Responsive to sheer desire
more than canted prayers,
comforting the unknowing, the unknown,
those lost to the touch of communal decisions,
something stirs in spring grasses,
lingers over warm kitchens,
wakes infants softly in the night.
And I don’t care, it doesn’t matter,
that I am alone again in lamplight,
that I am soaking in the rain,
opening my eyes to the wind,
because I am not lost. I am past all of that.

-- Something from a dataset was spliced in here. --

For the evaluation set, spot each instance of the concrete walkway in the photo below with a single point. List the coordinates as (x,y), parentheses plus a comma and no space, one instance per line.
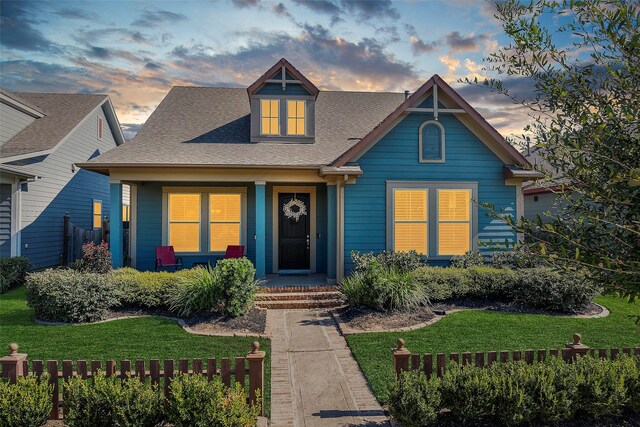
(315,381)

As if it knows it is losing its youth,
to the ineptness of dogma,
the hostility of diction;
something seeks to hold in other ways
The rain is before me
and will be after me;
but tonight, its beauty is mine.
Its tracery on still water,
its sifting through the trees,
its sheeting refusal of passing cars,
its right over stars,
its simple wet.
I claim it by raising a dry palm,
stigmatize skin with cool,
and I know that I am walking in water,
on land, through air.
Beneath the touch
of something without arms,
I and others will have to sleep.
Yeah, I’m caught by this symbol.
From twelve when I rode through the storm,
and the tires of my Raleigh sliced open ponds,
my skin loved the feel of speed and close water;
I was caught in the mesmeric need.
It was then I was first lost.
Rain has no denouement.
Like life, it ends.
I wallow in this night-fall.
I am laughing alone in this single rain.